Transmission grids can be more efficient if electricity flows are closely monitored through the use of smart meters and software. The distribution side, however, is under pressure to not only distribute power to the system but to accept power inputs from consumers and businesses that generate their own electricity and have excess capacity.
“Electricity now flows both ways when a building has more power than it needs and pushes that to the grid,” Terzic said. “That requires investments in telemetry, measurement, hardware for balancing, and a smarter distribution grid.”
A more intelligent grid system will increase access to lower cost and/or lower carbon energy sources and allow the transmission grid to handle loads more efficiently or shift distribution when problems arise without new investment in lines. A huge benefit to consumers will be fewer line losses and access to demand-side management. Smart meters will allow homeowners and businesses to make choices that have dollar-and-cents impacts, delaying running appliances or machines during peak hours, for example.
Overarching the interest in smart grid technology is a hodgepodge of state public service commissions that control transmission lines and distribution to users. Demand-side management, distributed generation, and the ability for a nonutility power producer to connect to the distribution grid are a few issues still under the purview of state governing bodies.
“Much of the authority to implement new technologies is still exclusively in the hands of the states,” Terzic said.
Beyond the meter
Even before Austin Energy’s smart grid project wrapped up, utility officials unveiled plans for what it calls Smart Grid 2.0, developed in conjunction with the Pecan Street Project. The project is a partnership among Austin Energy, the city of Austin, The University of Texas, the Greater Austin Chamber of Commerce, the Environmental Defense Fund, Dell, GE, IBM, Intel, Oracle, Cisco Systems, Microsoft, Freescale Semiconductor, Sematech, GridPoint, and several others.
Smart Grid 2.0 focuses on the grid beyond the meter and into the premise (e.g. home, office, store, mall, building) with integration back to the utility grid. “Our Smart Grid 2.0 is about managing and leveraging distributed generation (solar, micro wind, etc), storage, plug-in hybrid vehicles, electric vehicles, and smart appliances on the customer side of the meter,” Carvallo writes on his blog, CIO Master (www.ciomaster.com).
The power and transportation sectors are the number one and number two users of energy in the US, combining for nearly 70% of the total.

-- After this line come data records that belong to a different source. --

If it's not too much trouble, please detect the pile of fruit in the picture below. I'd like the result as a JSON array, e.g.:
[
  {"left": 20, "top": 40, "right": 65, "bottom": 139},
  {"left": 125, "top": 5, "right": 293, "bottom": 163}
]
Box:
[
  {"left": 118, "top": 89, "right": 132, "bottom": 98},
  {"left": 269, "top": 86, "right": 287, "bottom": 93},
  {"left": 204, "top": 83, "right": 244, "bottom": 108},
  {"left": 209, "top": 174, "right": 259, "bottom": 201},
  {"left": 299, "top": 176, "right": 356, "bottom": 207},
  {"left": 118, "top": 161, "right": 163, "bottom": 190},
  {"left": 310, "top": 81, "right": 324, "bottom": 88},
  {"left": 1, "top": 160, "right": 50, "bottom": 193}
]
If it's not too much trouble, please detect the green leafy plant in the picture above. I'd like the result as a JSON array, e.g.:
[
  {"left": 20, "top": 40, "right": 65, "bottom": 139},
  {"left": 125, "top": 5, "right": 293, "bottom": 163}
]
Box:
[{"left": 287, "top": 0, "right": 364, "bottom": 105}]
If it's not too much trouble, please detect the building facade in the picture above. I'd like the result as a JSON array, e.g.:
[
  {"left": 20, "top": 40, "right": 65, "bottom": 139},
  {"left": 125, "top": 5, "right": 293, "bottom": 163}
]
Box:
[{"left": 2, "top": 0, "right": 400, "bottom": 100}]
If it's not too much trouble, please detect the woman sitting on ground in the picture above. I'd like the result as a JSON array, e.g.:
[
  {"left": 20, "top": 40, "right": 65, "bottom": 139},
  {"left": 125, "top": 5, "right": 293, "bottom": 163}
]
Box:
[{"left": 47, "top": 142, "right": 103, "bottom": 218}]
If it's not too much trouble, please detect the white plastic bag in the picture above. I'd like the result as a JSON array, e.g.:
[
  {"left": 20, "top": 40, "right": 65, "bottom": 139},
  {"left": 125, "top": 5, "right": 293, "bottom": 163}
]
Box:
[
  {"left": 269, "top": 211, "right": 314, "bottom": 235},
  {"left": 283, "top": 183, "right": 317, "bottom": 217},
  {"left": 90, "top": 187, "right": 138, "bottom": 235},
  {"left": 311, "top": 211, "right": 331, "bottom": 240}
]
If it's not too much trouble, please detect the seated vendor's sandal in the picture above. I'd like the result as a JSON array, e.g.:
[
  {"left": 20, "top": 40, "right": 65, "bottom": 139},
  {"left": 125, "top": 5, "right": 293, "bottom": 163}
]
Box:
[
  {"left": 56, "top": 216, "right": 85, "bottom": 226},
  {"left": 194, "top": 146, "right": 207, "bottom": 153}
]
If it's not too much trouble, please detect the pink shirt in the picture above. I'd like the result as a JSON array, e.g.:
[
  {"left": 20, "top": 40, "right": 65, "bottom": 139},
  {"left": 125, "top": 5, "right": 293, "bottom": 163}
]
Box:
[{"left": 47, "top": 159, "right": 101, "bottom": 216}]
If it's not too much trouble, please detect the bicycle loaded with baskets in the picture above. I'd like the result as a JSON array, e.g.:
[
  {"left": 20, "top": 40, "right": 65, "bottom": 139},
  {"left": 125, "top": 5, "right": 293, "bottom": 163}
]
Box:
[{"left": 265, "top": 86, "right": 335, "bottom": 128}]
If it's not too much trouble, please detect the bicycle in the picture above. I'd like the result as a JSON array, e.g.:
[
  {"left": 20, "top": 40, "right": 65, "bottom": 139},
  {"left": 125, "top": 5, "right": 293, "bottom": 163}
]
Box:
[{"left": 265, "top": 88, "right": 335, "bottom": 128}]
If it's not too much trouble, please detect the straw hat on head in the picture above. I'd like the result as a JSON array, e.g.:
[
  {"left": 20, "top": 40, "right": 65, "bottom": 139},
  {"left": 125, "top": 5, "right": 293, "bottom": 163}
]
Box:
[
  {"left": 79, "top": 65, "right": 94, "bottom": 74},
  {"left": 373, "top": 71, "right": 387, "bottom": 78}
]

The vision of the Pecan Street Project is to solve the energy problem in Austin by reinventing the power sector via moving into new energy models, including interconnecting with the transportation sector.
The first phase will be complete by the end of August 2009 and will focus on developing an action plan for Austin Energy and identifying key barriers that must be overcome for success.
“We want to transform Austin Energy into the urban power system of the future while making the city of Austin and its local partners a local clean energy laboratory and hub for the world’s emerging cleantech sector,” Carvallo said.
“In doing so, we seek to prove that it is possible to remake the way we produce, use, store, and trade energy in a way that is simultaneously consistent with our economical, environmental, social, and security objectives.”